Effecten op het Natuurnetwerk Nederland (NNN)
Bijlage 1: Wettelijk kader
Een van de doelen van de Wnb is de bescherming van inheemse flora en fauna. Vanuit deze wet is bij ruimtelijke ingrepen de initiatiefnemer verplicht op de hoogte te zijn van de mogelijk voorkomende beschermde natuurwaarden binnen het projectgebied. Het uitgangspunt van de wet is dat geen schade mag worden toegebracht aan beschermde soorten, tenzij dit uitdrukkelijk is toegestaan (het ‘nee, tenzij’ – principe).
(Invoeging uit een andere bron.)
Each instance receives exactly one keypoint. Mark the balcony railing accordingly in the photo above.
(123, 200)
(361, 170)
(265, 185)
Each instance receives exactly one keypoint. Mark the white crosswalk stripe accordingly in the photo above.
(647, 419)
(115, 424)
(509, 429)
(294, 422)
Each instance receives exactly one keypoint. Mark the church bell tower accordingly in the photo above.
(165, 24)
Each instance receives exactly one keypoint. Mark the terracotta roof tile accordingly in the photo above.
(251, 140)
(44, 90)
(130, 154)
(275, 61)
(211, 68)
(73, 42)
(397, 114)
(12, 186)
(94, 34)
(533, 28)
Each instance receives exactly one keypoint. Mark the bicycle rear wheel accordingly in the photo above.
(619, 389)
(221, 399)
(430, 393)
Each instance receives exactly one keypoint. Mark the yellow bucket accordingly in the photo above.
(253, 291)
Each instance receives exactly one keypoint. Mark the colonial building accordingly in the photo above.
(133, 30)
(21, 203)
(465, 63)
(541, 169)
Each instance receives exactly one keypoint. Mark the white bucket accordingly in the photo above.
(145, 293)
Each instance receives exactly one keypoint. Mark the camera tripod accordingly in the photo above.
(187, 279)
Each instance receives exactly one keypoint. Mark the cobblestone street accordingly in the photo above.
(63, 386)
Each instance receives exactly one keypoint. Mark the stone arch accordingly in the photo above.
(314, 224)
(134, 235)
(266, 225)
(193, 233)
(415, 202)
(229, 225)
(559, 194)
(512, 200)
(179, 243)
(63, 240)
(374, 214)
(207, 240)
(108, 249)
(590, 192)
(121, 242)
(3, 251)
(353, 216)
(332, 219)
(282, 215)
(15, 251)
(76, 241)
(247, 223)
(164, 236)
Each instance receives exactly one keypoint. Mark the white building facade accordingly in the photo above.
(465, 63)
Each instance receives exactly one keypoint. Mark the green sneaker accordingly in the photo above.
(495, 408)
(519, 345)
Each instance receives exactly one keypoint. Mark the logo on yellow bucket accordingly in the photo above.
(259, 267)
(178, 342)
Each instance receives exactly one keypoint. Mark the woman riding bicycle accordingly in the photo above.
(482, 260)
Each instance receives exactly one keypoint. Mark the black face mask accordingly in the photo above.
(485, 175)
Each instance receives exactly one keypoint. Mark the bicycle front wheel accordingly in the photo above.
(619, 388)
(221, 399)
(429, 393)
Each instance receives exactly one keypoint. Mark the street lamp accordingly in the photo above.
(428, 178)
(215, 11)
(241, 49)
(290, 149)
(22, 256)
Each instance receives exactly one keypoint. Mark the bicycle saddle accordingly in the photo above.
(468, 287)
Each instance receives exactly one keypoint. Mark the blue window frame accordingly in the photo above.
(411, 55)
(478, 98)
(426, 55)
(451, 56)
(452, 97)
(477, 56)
Bepaalde handelingen, waaronder ruimtelijke ingrepen, waarbij beschermde soorten in het geding zijn, zijn slechts bij uitzondering en onder voorwaarden mogelijk. Hieronder wordt uitgelegd welke verbodsbepalingen gelden, welke vrijstellingen er gelden en op welke gronden ontheffingen kunnen worden aangevraagd.
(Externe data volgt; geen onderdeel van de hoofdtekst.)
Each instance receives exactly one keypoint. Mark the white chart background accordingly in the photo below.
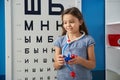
(22, 63)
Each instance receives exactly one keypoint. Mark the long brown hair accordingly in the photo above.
(75, 12)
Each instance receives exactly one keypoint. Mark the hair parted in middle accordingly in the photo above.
(76, 13)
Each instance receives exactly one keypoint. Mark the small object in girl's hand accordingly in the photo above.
(72, 74)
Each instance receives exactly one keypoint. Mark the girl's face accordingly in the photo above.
(71, 23)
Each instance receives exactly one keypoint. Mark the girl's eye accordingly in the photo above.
(71, 21)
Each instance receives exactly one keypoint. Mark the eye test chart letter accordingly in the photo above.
(31, 26)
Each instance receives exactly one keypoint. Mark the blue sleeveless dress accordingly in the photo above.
(79, 48)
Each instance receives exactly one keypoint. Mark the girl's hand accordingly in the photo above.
(75, 60)
(60, 60)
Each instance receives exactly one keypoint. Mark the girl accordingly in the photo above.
(74, 40)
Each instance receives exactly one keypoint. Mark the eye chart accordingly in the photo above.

Verbodsbepalingen soortbescherming
In de Wnb is soortbescherming opgedeeld in drie categorieën. Voor elke categorie gelden verschillende verbodsbepalingen die onder andere zijn vermeld in artikel 3.1, 3.5 en 3.10 van de Wnb. In het tekstkader van deze Bijlage (zie volgende pagina) staan de artikelen uitgeschreven.
Het gaat om de volgende drie categorieën:
- soorten van de Vogelrichtlijn;
- soorten van de Habitatrichtlijn, inclusief bijlage I en II uit Verdrag van Bern en bijlage I uit Verdrag van Bonn;
- ‘andere soorten’ (onderdeel A ‘fauna’ en onderdeel B ‘flora’), oftewel de Nationale soorten.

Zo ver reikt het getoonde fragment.